My handful of different takes range from very complicated to quite straightforward, with different performance vs realism profiles. I’d try to make a post with these at some point, once I have something more concrete to show…
What I want to point out for now is that, most of the complexity of the very intricate schemes I came up with, stem from the additional self-imposed requirement of decreasing synaptic addresses weights. If you relax this requirement, an HTM implementation with 16b-worth of potential presynaptic cells is already ‘almost there’… and if considering only binary activation, not-so-costly after all.

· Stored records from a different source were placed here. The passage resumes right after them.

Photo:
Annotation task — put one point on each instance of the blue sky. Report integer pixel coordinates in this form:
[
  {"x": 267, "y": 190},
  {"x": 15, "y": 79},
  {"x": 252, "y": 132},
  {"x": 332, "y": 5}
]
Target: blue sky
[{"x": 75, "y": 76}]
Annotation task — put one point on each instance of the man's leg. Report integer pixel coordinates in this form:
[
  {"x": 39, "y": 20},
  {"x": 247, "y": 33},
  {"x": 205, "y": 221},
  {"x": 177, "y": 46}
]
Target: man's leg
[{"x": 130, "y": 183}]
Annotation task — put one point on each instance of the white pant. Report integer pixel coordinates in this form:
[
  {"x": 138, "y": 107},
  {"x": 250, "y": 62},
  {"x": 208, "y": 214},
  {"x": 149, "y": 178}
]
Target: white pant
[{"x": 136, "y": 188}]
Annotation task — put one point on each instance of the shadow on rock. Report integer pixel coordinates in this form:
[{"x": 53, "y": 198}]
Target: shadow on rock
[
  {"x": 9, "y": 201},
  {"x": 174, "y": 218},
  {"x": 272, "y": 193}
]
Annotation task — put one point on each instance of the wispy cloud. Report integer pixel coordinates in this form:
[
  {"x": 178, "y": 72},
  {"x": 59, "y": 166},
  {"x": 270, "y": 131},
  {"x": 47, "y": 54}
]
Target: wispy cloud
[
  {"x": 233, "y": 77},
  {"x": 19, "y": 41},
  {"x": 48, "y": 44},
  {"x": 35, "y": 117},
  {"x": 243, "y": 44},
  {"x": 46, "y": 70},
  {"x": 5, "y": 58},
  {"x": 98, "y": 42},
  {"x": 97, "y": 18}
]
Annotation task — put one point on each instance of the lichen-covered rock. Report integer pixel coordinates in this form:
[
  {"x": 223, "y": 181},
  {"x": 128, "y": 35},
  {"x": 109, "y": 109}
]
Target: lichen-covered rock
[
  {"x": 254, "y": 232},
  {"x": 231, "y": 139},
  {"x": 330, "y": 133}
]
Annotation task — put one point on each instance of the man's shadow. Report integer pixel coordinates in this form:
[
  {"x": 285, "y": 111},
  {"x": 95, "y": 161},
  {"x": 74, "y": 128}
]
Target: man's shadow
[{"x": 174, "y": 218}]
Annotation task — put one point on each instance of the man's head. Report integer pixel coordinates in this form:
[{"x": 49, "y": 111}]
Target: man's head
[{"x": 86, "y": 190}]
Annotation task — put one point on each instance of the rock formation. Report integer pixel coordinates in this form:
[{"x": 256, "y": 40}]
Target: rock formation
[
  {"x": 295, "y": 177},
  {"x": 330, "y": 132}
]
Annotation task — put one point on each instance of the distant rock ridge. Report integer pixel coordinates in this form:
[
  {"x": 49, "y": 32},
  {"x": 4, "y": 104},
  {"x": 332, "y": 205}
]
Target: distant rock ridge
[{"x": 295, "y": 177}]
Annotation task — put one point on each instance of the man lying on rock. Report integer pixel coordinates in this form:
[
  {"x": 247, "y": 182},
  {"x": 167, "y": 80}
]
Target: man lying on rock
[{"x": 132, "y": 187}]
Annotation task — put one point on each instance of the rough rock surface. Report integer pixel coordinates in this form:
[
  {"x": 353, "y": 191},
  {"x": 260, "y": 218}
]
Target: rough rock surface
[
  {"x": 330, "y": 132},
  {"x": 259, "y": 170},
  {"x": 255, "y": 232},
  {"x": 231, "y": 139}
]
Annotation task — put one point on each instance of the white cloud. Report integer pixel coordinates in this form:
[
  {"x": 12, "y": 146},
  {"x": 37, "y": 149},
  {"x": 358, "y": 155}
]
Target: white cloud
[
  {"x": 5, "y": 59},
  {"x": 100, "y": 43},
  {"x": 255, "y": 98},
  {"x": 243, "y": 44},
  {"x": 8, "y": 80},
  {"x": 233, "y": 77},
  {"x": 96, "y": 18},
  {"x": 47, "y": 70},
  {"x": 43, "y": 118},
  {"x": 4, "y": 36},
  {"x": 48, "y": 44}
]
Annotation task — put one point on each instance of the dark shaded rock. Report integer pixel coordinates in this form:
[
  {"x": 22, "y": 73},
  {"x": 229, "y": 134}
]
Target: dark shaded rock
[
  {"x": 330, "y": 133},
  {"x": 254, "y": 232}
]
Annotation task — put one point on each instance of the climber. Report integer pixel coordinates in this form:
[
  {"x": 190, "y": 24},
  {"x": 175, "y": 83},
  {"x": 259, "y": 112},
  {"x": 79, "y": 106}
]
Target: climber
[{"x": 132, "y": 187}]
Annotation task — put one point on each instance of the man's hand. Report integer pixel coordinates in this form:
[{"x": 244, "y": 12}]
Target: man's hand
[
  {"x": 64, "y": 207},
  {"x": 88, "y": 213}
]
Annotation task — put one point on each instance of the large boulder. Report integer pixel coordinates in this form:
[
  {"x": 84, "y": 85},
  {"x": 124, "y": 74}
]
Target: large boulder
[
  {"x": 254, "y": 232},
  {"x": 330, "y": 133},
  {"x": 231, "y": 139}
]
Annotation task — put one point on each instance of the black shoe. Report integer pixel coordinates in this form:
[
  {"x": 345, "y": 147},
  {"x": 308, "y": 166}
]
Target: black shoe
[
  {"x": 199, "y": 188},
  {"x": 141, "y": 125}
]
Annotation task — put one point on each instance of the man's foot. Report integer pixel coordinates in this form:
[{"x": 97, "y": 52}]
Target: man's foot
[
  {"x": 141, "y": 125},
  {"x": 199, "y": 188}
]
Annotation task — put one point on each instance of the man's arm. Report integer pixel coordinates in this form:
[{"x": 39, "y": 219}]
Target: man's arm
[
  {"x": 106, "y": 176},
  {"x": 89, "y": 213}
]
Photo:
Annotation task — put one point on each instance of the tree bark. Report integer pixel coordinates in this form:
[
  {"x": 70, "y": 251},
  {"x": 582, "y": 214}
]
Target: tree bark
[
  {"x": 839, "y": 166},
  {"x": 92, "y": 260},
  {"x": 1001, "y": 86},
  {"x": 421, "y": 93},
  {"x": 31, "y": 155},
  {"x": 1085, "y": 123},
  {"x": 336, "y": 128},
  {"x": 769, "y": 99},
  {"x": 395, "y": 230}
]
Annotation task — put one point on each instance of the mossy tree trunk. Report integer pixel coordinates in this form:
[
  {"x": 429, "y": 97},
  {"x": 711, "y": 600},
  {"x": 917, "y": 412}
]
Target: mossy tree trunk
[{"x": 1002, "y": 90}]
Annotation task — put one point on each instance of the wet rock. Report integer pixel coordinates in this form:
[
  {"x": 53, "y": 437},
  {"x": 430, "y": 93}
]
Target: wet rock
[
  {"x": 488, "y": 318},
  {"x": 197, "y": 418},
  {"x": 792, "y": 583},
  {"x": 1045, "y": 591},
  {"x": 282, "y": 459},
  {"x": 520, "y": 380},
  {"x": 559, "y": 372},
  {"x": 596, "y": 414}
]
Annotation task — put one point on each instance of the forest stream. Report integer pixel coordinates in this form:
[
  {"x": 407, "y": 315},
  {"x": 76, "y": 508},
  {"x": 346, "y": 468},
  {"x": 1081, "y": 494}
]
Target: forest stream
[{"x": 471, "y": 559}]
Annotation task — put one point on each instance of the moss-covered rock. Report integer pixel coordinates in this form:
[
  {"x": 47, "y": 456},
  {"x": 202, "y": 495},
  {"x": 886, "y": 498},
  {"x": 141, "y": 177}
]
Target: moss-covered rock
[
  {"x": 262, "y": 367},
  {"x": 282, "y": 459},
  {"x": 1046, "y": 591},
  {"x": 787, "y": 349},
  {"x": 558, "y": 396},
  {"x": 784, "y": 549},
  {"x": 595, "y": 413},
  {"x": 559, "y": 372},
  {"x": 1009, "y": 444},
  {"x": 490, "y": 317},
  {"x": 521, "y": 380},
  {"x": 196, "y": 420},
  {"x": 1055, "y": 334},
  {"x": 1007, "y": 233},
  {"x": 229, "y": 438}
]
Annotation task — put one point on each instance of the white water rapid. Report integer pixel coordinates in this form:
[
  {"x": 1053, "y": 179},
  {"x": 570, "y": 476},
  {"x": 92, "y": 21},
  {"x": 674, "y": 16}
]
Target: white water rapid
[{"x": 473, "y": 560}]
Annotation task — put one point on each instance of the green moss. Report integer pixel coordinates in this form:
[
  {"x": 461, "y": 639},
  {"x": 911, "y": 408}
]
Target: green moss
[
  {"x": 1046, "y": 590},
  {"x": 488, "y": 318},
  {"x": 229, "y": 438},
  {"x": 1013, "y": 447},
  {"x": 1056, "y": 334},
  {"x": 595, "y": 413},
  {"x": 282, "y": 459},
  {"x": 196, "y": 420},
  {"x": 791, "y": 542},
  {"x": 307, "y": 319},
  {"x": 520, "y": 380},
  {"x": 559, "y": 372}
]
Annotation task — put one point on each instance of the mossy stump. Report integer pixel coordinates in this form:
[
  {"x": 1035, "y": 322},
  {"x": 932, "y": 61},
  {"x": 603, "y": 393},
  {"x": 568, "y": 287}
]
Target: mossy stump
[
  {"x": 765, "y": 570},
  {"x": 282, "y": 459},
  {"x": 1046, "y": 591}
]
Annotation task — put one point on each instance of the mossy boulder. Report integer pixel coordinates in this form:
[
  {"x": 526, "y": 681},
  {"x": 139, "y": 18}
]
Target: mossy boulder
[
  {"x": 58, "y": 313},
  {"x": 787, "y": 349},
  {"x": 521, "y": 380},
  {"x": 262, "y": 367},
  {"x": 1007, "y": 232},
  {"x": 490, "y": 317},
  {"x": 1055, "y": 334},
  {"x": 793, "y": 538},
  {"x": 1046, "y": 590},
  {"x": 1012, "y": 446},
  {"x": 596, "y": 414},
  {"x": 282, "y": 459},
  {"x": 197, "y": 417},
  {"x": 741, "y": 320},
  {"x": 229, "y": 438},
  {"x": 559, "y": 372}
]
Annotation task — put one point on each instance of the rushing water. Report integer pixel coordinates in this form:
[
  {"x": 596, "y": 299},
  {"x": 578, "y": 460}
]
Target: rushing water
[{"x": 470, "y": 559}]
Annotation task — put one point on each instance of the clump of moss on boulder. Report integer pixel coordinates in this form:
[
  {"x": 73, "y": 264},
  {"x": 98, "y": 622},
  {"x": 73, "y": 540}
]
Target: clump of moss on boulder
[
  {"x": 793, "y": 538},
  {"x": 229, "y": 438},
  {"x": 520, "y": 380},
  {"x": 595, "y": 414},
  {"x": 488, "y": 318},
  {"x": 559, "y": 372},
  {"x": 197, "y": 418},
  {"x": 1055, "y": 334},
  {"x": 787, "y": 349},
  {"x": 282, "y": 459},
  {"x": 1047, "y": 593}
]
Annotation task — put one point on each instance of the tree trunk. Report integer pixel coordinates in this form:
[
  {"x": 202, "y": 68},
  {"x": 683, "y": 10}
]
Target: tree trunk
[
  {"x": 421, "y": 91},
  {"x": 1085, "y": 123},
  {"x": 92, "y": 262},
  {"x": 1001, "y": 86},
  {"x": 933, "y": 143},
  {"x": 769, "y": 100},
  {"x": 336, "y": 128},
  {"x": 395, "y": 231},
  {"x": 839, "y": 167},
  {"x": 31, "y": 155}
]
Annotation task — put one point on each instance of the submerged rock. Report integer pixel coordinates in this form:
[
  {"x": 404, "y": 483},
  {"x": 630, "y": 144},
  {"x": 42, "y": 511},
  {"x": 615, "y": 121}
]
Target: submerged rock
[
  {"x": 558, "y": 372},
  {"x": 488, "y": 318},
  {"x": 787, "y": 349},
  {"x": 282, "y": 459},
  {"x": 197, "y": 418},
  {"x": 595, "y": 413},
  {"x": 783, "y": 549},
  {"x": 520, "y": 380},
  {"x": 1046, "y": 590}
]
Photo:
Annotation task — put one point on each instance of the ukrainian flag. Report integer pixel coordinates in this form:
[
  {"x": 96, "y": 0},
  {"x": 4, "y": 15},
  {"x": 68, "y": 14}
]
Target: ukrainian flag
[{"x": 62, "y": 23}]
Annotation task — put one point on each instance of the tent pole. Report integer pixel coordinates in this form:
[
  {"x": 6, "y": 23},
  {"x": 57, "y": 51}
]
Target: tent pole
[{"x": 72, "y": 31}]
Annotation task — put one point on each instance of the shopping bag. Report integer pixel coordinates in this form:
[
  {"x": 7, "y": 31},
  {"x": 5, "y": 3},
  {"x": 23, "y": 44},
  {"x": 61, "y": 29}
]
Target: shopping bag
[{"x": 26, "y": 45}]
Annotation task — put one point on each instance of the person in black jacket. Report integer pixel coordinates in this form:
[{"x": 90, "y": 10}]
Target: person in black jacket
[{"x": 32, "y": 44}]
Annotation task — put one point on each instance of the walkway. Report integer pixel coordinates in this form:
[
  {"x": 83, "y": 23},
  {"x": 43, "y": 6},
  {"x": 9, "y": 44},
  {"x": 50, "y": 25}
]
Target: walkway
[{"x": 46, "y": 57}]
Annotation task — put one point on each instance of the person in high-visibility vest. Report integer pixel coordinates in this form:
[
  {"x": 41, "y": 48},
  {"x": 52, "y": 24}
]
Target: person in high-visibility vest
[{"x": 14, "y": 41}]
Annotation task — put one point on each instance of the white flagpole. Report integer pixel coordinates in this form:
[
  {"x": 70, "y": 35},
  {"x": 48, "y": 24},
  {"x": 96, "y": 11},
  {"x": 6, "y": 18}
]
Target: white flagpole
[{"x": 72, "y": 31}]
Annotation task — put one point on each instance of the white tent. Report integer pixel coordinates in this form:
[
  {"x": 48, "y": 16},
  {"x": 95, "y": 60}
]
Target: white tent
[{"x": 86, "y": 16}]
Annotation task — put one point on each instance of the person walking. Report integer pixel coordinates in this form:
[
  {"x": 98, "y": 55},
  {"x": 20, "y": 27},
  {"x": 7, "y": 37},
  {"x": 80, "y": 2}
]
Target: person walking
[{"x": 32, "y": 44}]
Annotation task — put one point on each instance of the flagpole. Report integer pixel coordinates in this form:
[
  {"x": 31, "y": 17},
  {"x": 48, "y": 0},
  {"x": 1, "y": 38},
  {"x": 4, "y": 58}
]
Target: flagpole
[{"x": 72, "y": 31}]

First, ‘Euclidean distance’ computations are maybe overkill to start seeing interesting effects using topology. Second, those distance-anything need only be computed at the limited times where a synapse needs to get newly connected (mostly when growing a new distal segment, for the TM part). Third, the reason why I believe a 16b HTM is ‘almost there’ already is that 16b addressing on a 2D bitmap is homing on the required axonal ranges, given biologically realistic space between minicolumns, on a more or less thin subset of a layer:
Quite importantly, you (simply) need to divide the problem along the vertical axis (by vertical I mean, the one perpendicular to surface of cortical sheet). Some activated axons would thus have to be repeated to a handful of these thin layers, but once you’ve done that, you already have all the building blocks for a first, simple, straightforward, topological model.
After that, you may consider a position of distal segments relative to the soma position, but that’s adding bells and whistles, already. While in the bells and whistles realm, you can go quite nuts with it (as I like to do, almost as much as flooding @bitking with my crazy designs every other day) and consider more and more spatial divisions and stuff, but… it does not have to be very complex to start with.